Atlantic City Is a Hard Place to Love

Somewhere around Indiana and Pacific avenues, I had a sinking feeling. Atlantic City seemed to consist entirely of strip clubs and skin dens, convenience stores and empty store fronts. The beach was a few blocks away, true. But would a sparkling bit of ocean be enough to make the uneasy feeling in my stomach subside? This seaside resort, stacked with casino resorts dwarfed by their cousins in Las Vegas, did not look promising as I drove up to my hotel.

It was a dive of a place, recommended to me by a fellow travel writer, and someone I think of as an Atlantic City aficionado. He told me to try the Inn at the Irish Pub, a spot perched precariously above a dark watering hole, emphasis on the hole, that’s open 24 hours a day. The hotel is the sort of place that charges a deposit of $5 when you’re handed a brass key fastened to a plastic yellow diamond, stamped with a number.

I hiked up the stairs to my room, whose bathroom connected to the room next door, and flopped on the lumpy bed. I needed to call my friend, Robert Reid, and ask him if he’d set me up for an elaborate travelers’ joke, sending me to the inn to see if I’d actually go.

Traveling the American Road – Trying to Love Atlantic City


I told him, “This place is a dump,” to which he replied, “Oh no, I love that place!” I still didn’t believe him. “I wonder if you got a bad room,” he said. “I mean, it’s old, I know. I had fun there… You don’t like the room?” I mentioned that while I’d stayed in worse, that’s not really saying much, coming from a guy that’s slept in a hammock in a garage in Nicaragua, among other less-than-luxe places. “To me, you know what, it’s one of my favorite hotels in America.”

He explained: “Most of my hotel stays are forgettable, cookie-cutter experiences. My room was totally fine. It was clean, this kind of mixed-matched random old furniture, slightly slanted floors, the window with the lace curtain blowing, the people are hilarious. It’s just like, ‘Why does this exist?!'”

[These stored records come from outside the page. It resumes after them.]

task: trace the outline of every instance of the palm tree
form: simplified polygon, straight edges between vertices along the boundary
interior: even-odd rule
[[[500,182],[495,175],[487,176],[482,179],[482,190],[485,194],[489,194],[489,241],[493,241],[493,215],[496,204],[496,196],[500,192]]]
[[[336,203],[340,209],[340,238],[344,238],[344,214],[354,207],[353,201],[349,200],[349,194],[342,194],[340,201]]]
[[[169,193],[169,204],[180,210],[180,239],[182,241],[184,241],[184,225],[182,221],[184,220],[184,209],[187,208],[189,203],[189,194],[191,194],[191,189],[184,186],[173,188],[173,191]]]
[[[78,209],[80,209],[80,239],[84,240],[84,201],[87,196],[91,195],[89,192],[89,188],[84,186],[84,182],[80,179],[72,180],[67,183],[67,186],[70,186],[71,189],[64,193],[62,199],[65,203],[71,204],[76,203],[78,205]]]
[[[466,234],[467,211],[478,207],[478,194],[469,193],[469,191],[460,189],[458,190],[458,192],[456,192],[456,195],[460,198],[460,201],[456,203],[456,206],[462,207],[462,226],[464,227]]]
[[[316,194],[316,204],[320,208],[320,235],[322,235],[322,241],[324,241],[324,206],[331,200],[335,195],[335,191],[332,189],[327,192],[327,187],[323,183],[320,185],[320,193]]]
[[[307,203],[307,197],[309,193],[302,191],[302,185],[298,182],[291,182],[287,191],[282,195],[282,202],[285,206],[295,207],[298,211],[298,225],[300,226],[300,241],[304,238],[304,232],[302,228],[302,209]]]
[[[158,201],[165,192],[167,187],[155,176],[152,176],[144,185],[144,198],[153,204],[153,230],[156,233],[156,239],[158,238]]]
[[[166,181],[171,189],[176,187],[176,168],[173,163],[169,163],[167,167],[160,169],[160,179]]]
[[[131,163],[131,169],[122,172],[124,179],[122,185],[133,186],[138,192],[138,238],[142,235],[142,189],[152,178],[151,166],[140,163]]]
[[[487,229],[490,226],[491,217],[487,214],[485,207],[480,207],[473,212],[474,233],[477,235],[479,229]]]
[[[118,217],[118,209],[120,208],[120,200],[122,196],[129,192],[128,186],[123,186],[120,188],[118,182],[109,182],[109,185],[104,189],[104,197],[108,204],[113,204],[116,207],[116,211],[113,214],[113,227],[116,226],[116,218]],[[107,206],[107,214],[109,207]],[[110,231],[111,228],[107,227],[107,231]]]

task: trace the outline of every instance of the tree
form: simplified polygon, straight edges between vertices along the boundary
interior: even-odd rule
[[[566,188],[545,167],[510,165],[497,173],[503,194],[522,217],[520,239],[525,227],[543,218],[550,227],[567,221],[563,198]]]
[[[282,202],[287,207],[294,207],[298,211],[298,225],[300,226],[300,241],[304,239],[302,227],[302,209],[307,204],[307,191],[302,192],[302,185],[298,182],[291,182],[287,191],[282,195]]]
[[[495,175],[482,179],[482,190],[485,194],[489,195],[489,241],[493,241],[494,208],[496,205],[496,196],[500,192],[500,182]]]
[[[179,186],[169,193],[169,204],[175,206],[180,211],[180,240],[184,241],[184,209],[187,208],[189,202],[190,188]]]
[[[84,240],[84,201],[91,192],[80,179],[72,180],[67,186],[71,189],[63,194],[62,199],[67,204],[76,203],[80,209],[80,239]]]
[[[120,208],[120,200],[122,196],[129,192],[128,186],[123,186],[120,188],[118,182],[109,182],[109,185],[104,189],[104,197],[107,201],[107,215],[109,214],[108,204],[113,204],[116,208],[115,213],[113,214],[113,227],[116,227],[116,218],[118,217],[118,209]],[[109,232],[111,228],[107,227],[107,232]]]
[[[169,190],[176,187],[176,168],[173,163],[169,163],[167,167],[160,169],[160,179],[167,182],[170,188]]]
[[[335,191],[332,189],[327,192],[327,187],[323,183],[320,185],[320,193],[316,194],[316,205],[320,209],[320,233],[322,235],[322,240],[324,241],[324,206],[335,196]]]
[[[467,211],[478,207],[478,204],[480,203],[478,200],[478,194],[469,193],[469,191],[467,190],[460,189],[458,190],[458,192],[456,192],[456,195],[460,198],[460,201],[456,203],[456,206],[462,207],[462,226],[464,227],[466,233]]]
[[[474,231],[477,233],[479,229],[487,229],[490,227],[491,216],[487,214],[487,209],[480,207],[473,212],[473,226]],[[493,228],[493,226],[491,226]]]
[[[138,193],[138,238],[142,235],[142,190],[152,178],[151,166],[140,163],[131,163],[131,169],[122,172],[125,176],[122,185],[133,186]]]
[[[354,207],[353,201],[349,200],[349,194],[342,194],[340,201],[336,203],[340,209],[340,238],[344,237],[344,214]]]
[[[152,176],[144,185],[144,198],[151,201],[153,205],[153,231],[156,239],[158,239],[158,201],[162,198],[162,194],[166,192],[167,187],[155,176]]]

Robert’s interest in the hotel was unique, though, being informed by his Monopoly quest. See, the street names in the real estate game were drawn from Atlantic City, and last year, he set out to learn the stories of the avenues that we all know from the board. His trip-and resulting video-gave me high hopes for AC, even if they would soon be dashed.

For those not on a Monopoly quest, like me, it’s a tough place to visit. There are vacant lots, disused by everyone except a lone golfer I saw, swinging an iron simply because he had the space. There’s the grime you’ll find at any casino resort, set a little deeper and in need of a month-long scrub. There’s unemployment, too, bad and deep and forecast to last for many more years.

The boardwalk is a dimly bright spot. Even on a weekday evening, it was busy with families and couples, the famous pushcarts carrying tourists north and south. (There’s a big billboard advertising Boardwalk Empire, the HBO show that’s at least putting the name Atlantic City in people’s homes again.) The casinos, with Wild West, Roman, Mughal themes, do have visitors, if only a few. As my friend told me, “It just isn’t quite Vegas. It’s not even quite Reno.”

Robert insists–and I believe him–that the people in AC are proud of their hometown. But for those not interested in where Monopoly comes from or cheap blackjack tables, it’s a tough place to love. At least you can still get unbelievably good sandwiches at White House Sub Shop on Arctic and Mississippi. I took mine to go.